Good naming is the foundation of useful trace data. Span names and service names are indexed by the platform and used as grouping keys—mistakes here are expensive to fix after data is collected.

Service Names

service.name is the single most important resource attribute. Every service must set it explicitly.

  • Use a stable, lowercase, kebab-case identifier: checkout-service, inventory-api, payments-worker

  • Names must be identical across all horizontally scaled instances of the same service

  • Never rely on the SDK default (unknown_service:<executable>)—it prevents all per-service filtering

Span Names

Span names must be low-cardinality.
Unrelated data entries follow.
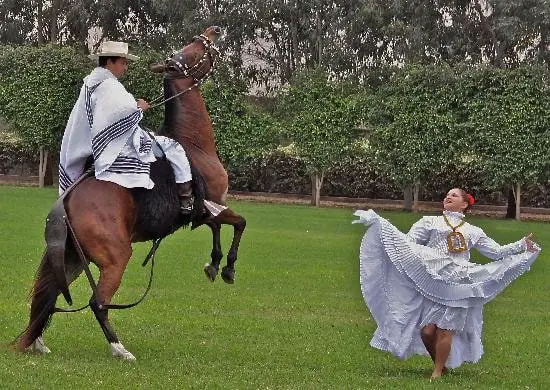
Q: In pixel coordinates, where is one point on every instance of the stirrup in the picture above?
(186, 204)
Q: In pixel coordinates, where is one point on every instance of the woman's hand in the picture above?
(530, 244)
(143, 105)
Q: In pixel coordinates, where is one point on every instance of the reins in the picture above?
(174, 68)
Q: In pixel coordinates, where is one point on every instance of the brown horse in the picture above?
(106, 218)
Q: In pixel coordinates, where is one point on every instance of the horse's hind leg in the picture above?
(229, 217)
(211, 269)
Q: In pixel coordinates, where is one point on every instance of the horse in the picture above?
(104, 219)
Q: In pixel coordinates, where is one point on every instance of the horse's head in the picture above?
(195, 61)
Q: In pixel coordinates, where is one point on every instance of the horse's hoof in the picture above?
(118, 350)
(228, 275)
(210, 271)
(38, 346)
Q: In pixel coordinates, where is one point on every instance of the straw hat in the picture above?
(113, 49)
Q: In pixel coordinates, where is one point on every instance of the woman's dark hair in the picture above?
(102, 61)
(466, 197)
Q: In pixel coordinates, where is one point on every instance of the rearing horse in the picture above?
(106, 218)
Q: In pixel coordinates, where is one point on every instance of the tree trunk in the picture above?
(416, 196)
(48, 173)
(42, 166)
(40, 22)
(518, 201)
(408, 198)
(319, 38)
(316, 183)
(511, 206)
(53, 21)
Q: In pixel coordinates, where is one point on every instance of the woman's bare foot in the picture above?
(437, 374)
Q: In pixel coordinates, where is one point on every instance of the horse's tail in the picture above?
(43, 295)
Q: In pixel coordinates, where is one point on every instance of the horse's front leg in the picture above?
(229, 217)
(110, 277)
(211, 269)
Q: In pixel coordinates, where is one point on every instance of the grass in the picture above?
(294, 319)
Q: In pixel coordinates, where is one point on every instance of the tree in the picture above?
(319, 118)
(36, 97)
(414, 126)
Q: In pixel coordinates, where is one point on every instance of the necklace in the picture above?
(455, 240)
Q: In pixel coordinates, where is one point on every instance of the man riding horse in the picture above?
(104, 123)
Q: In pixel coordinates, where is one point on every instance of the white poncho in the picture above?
(104, 123)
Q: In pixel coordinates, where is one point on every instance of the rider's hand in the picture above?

They are indexed by the backend and used to group spans for latency histograms and error rates.

Operation type Correct span name Incorrect span name

HTTP server

GET /users/{userId}

GET /users/12345

HTTP client

POST /api/orders

POST https://api.example.com/api/orders?token=abc

Database

SELECT users

SELECT * FROM users WHERE id=99

Message queue

publish shop.orders

publish shop.orders msg-uuid-1234

Background job

process-invoice

process-invoice 2024-03-15T10:32:11Z

Do not embed user IDs, request IDs, order IDs, timestamps, or full URLs in span names. Those values belong in span attributes where they are stored per-span without affecting aggregation keys.

Resource Attributes

Resource attributes describe the entity that produced telemetry. They are set once at SDK startup and attached to all spans, metrics, and logs.

Core Attributes

Attribute Requirement Description

service.name

Required

Logical name of the service. Must be set—no exceptions.

service.namespace

Recommended

Namespace grouping services by team or domain (e.g., payments, platform).

service.version

Recommended

Semantic version, git SHA, or build tag (e.g., 2.3.1, a01dbef8).

service.instance.id

Recommended

Globally unique identifier for this instance. Use pod name or a UUID.
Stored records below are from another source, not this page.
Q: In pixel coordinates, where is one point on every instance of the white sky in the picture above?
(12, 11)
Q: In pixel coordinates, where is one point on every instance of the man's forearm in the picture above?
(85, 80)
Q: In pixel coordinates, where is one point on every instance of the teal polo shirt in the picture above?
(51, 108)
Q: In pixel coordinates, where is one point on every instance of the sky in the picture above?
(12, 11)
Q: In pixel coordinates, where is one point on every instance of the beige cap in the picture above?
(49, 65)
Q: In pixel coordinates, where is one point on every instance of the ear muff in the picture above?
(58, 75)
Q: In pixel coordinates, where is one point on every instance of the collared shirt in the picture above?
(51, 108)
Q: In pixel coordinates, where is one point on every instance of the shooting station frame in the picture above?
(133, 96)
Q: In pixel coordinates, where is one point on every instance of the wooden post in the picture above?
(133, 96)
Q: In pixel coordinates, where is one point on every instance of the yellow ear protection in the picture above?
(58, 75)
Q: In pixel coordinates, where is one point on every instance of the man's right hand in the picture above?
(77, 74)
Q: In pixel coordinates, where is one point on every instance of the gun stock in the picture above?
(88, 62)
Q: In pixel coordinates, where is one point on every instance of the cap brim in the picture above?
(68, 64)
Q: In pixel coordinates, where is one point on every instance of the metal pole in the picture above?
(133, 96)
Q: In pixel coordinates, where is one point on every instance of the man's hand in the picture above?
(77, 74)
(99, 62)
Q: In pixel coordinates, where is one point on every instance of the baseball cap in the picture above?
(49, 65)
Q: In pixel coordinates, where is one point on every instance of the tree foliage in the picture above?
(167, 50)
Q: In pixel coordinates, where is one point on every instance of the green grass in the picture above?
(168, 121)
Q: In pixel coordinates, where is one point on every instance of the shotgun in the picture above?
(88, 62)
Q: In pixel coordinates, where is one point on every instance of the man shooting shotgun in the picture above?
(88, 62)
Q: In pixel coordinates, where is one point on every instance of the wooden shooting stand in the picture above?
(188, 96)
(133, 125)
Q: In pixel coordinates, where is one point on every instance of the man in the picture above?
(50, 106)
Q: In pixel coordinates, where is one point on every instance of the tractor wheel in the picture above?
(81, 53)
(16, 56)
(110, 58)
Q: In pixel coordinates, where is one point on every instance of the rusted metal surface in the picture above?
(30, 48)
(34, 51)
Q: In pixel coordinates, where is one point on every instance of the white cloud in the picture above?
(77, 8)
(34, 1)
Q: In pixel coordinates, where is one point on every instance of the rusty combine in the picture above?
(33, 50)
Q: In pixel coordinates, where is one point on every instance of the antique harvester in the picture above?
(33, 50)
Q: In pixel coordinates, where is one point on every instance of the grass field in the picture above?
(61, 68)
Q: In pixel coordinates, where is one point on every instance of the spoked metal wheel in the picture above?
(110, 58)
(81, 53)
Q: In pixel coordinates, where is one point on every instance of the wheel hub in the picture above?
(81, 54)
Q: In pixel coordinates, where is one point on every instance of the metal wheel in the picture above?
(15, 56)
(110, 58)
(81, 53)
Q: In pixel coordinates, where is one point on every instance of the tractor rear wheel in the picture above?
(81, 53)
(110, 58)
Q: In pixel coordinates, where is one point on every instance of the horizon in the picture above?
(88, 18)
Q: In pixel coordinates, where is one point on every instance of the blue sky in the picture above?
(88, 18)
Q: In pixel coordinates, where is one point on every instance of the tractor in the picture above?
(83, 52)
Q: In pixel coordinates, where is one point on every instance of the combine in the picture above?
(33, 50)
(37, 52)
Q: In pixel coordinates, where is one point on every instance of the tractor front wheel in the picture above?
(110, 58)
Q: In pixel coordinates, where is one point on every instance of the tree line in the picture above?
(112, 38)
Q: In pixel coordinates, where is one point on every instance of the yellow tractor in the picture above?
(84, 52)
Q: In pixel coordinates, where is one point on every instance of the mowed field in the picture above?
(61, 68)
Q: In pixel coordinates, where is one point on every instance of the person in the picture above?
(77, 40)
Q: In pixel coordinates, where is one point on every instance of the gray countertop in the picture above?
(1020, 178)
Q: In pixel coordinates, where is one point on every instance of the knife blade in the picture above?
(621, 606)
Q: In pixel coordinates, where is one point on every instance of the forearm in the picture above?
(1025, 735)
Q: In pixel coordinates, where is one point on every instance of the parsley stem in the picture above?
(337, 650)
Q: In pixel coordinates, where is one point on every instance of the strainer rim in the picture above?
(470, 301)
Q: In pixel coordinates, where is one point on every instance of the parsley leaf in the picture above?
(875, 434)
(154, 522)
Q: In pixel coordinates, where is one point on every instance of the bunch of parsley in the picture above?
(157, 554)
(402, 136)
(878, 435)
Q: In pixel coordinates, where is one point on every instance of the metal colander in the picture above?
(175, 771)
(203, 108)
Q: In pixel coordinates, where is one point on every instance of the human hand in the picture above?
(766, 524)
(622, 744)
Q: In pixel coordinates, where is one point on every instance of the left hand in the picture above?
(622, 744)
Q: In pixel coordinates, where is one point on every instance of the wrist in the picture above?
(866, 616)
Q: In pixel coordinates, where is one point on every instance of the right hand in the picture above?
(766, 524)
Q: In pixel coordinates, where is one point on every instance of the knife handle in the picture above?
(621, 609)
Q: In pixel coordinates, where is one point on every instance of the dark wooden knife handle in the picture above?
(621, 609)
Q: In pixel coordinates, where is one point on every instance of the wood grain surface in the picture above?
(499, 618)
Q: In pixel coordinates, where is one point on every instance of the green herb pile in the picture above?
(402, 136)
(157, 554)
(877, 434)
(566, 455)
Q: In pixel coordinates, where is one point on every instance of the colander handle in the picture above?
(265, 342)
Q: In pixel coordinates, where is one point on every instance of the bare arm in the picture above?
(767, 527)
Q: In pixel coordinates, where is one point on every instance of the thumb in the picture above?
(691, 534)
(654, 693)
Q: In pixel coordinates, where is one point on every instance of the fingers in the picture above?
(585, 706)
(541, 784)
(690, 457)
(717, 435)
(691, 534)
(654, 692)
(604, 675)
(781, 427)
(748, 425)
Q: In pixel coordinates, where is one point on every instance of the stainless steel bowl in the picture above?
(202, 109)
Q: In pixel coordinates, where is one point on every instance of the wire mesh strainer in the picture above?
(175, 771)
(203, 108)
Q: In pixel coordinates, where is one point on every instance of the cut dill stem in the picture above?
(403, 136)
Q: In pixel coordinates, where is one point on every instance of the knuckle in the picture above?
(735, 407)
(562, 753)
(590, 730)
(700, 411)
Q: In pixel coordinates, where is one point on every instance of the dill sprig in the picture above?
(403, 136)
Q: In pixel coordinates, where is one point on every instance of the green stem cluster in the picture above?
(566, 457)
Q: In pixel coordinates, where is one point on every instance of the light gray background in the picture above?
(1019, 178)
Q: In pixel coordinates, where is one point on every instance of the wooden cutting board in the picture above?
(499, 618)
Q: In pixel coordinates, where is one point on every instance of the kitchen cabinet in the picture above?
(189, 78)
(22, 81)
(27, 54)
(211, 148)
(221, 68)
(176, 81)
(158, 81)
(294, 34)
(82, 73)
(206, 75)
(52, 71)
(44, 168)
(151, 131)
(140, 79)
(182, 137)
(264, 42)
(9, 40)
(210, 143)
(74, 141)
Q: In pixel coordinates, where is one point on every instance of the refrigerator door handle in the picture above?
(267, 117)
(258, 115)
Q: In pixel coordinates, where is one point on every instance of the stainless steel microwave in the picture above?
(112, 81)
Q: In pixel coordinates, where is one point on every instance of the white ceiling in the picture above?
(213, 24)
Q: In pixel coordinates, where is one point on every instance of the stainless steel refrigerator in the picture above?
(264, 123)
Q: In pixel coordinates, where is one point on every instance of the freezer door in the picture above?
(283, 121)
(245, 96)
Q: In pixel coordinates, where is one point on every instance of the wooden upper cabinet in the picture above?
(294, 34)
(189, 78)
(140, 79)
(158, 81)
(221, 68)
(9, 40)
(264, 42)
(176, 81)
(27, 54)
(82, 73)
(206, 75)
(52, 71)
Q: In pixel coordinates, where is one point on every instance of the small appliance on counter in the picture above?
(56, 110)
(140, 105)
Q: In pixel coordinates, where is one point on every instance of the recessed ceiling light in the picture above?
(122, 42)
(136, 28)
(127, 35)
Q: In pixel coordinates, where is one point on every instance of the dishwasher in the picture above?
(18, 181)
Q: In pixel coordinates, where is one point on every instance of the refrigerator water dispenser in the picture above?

deployment.environment.name

Recommended

Deployment tier: production, staging, development.

Use deployment.environment.name (not deployment.environment, which is deprecated).

Setting Attributes via Environment Variables

All OpenTelemetry SDKs support these standard environment variables:

OTEL_SERVICE_NAME=checkout-service
OTEL_RESOURCE_ATTRIBUTES=service.namespace=payments,service.version=1.4.2,deployment.environment.name=production,service.instance.id=pod-abc-123
bash

Automatic Resource Detection

Resource detectors populate cloud and infrastructure metadata automatically at SDK startup—no manual configuration required for most environments.

Java (javaagent):

# Enable cloud provider detection (off by default)
-Dotel.resource.providers.aws.enabled=true
-Dotel.resource.providers.gcp.enabled=true
-Dotel.resource.providers.azure.enabled=true
bash

Go:

res, err := resource.New(ctx,
    resource.WithFromEnv(),    // reads OTEL_RESOURCE_ATTRIBUTES
    resource.WithProcess(),    // PID, executable name
    resource.WithOS(),         // OS type
    resource.WithContainer(),  // container ID
    resource.WithHost(),       // hostname
)
go

For Kubernetes environments, use the kf-agent k8sattributes processor to enrich all telemetry with pod name, namespace, node name, and deployment name without requiring any SDK changes.

Sampling Strategy

Sampling controls what fraction of traces are collected and exported. The right strategy balances visibility against cost and storage volume.

Head-Based Sampling

Sampling decisions are made at the root span before any child spans are created. The decision propagates to all downstream services via the traceparent header.

Sampler When to use

parentbased_always_on

Low-traffic services or development—capture everything.

parentbased_traceidratio

Recommended for production. Samples a configured percentage of new traces while respecting sampling decisions from upstream callers.

parentbased_always_off

Silence a noisy service that adds no debugging value.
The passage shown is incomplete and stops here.